Norfolk and Norwich University Hospital (wikimedia)

Norfolk and Norwich University Hospital (wikimedia)

Alex Massie writes:

There are, I think, two essential truths in international health policy. No-one sees fit to copy the National Health Service and no-one sees fit to copy the American system…. The relevance of the NHS to American health care plans seems pretty limited anyway since, as best I can tell (though I try not to pay too much attention to these things) Obama doesn’t actually plan on copying the NHS.

And Kevin Drum adds:

But with the exception of a few outliers, the liberal community really, truly doesn’t want a fully government owned and operated healthcare system like the NHS. We want a government-funded healthcare system like Medicare or most of the world outside of Britain. And unless I’m mistaken, this isn’t a ruse in any way. That’s really what most of us want: basic care funded by taxes, with additional care available to anyone who wants to pay for more. France and Holland, not Britain or Canada.

I can assure everyone that Kevin is right, because I’m actually one of the rare outliers who thinks the NHS is a pretty great model and the British are on to something. And try as I might, I can never find anyone who agrees with me.

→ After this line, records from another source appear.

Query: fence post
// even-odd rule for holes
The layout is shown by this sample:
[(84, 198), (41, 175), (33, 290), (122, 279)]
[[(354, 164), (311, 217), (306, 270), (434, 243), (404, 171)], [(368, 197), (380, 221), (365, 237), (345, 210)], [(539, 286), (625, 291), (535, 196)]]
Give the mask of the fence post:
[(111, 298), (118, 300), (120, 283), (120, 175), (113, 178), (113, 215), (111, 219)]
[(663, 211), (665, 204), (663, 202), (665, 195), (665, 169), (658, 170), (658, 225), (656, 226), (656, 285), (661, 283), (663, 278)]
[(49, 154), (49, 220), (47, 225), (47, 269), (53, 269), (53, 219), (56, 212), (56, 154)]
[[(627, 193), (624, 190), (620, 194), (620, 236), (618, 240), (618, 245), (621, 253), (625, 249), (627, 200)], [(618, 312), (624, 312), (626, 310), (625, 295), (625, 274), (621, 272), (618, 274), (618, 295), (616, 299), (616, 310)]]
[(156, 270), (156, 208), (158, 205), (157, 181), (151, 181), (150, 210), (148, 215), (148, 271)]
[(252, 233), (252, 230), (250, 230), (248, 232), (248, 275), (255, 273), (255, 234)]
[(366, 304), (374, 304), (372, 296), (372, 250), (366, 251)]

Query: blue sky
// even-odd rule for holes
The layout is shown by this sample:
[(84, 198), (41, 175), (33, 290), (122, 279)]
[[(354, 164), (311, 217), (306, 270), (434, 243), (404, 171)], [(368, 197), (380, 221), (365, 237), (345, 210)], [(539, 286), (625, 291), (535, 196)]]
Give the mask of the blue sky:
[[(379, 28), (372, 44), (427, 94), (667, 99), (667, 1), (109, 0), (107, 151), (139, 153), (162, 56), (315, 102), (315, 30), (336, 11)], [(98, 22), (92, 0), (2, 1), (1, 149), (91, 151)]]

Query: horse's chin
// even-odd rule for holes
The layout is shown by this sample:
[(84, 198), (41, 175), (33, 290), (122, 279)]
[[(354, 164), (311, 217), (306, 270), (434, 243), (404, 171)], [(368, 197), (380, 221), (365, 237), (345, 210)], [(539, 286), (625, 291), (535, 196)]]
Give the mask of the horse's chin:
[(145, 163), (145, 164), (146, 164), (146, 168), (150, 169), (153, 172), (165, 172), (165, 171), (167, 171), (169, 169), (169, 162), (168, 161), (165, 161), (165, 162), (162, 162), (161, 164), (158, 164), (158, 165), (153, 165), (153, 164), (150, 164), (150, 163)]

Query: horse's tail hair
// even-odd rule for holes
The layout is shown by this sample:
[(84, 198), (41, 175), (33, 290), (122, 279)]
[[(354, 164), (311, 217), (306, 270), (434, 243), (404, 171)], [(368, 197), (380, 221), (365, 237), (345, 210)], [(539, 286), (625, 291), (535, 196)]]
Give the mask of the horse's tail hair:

That said, the case for the NHS is quite strong. As Ezra Klein says, the UK method saves a ton of money:


But the British system is extremely cheap. Uncommonly cheap. Weirdly cheap. About 41 cents for every dollar we spend per capita cheap.

Now it’s definitely true that to an extent the Brits are getting what they pay for here. If you look it up, the research shows that British health care is not especially effective by international standards. That said, the difference is subtle enough that you actually do need to look up the research. It’s not as if people in the UK are just dropping dead of the plague all the time. To the casual observer, it all looks about fine, and the 59 cents on the dollar they’re saving is quite a lot. The fact of the matter is that health care is not an especially important determinant of health outcomes. Genetic predisposition is hugely important, and we can’t do anything about it. The biggest issue is “behavioral patterns” which are hard to change. But even “social circumstances” and “environmental exposure” (which is really a kind of social circumstance) swamp health care as a factor.

Which is to say that if you were actually able to get British levels of care for British price levels you could redirect that other 59 cents to trying to improve the social circumstances of the poor, trying to reduce exposure to health hazards, and building infrastructure (trains, sidewalks, bike paths, even the dread parks) suited to less sedentary lifestyles. We’d be much better off that way. The collective social determination of the industrialized west to dedicate large and increasing volumes of resources to trying to be healthier makes a lot of sense, but dedicating vast sums of money toward health care services just isn’t a particularly smart way of accomplishing that.